GRAND RAPIDS, Mich. (WOOD) — What’s next in Michigan when it comes to the economy and business growth? It’s a question that lawmakers and business leaders think about a lot.

This spring, one component Gov. Gretchen Whitmer pointed to is having a population big enough to support expansion. During the Detroit Regional Chamber Mackinac Policy Conference, she announced she would appoint a panel to look at what the state can do to attract more people. With the Growing Michigan Together Council established and working, another group has some suggestions.

The West Michigan Policy Forum, which advocates for pro-business policy reform, has produced a list of suggestions for the panel and governor. Among those suggestions: eliminating Michigan’s personal income tax.

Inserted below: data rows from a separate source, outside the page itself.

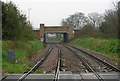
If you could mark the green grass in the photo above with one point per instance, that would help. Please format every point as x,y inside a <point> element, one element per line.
<point>24,50</point>
<point>104,46</point>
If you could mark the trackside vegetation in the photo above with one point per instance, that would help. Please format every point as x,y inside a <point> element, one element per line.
<point>107,47</point>
<point>24,50</point>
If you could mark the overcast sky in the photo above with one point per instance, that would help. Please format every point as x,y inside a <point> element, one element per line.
<point>51,12</point>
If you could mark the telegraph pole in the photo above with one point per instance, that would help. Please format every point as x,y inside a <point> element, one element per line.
<point>29,15</point>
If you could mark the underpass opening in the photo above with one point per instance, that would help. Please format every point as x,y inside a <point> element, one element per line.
<point>59,33</point>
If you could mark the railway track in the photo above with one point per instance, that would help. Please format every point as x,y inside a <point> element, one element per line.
<point>57,72</point>
<point>88,67</point>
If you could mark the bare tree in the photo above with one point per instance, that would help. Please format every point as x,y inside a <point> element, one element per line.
<point>95,19</point>
<point>77,19</point>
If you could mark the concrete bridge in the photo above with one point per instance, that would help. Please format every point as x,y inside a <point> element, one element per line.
<point>66,31</point>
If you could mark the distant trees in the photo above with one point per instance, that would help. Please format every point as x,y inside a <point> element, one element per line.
<point>96,25</point>
<point>14,24</point>
<point>78,20</point>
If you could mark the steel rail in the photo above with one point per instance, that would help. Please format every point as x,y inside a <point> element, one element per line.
<point>33,69</point>
<point>57,72</point>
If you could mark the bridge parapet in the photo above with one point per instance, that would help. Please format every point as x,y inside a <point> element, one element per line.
<point>68,31</point>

“We see that that’s a competitive issue,” former Republican Speaker of the Michigan House Jase Bolger, who now works with the WMPF, said of the income tax suggestion. “We see that the states that are growing the fastest don’t have an income tax… They both have better job opportunities and growing population.”

He said there are other options to bring in revenue to the government and stressed that removing the income tax would have to be done “responsibly,” as a shift or slow “ratcheting down.”

“Unfortunately, the current Legislature, current governor is seeking to block a promised rollback on income tax for every Michigan worker,” Bolger said.

The group’s suggestions also include reinstating the ‘right-to-work’ policy, which Democrats repealed fairly quickly after gaining control of the state Legislature this year.

“None of the things that we propose will be easy, but just because they’re not easy doesn’t mean that they’re not right,” Bolger said. “This is a policy that is pro-worker. Workers should have the freedom to choose whether they want to belong to an organization or not. But it also has an impact on what kind of career opportunities that exist in the state.”

He said businesses often consider right-to-work policies when deciding which states to move to and that all five of the five fastest-growing states in the country are right-to-work states.

Bolger said the WMPF’s suggestions to Whitmer’s council were unsolicited but that it hopes the panel will take them into consideration.

“What we hope they would do is look at the data, look at the facts,” he said. “Instead of lecturing growing states about our social politics, I wish they’d look to growing states and listen to what’s succeeding in those states. And so let’s set politics aside, let’s put people first, and let’s make Michigan a growing state again.”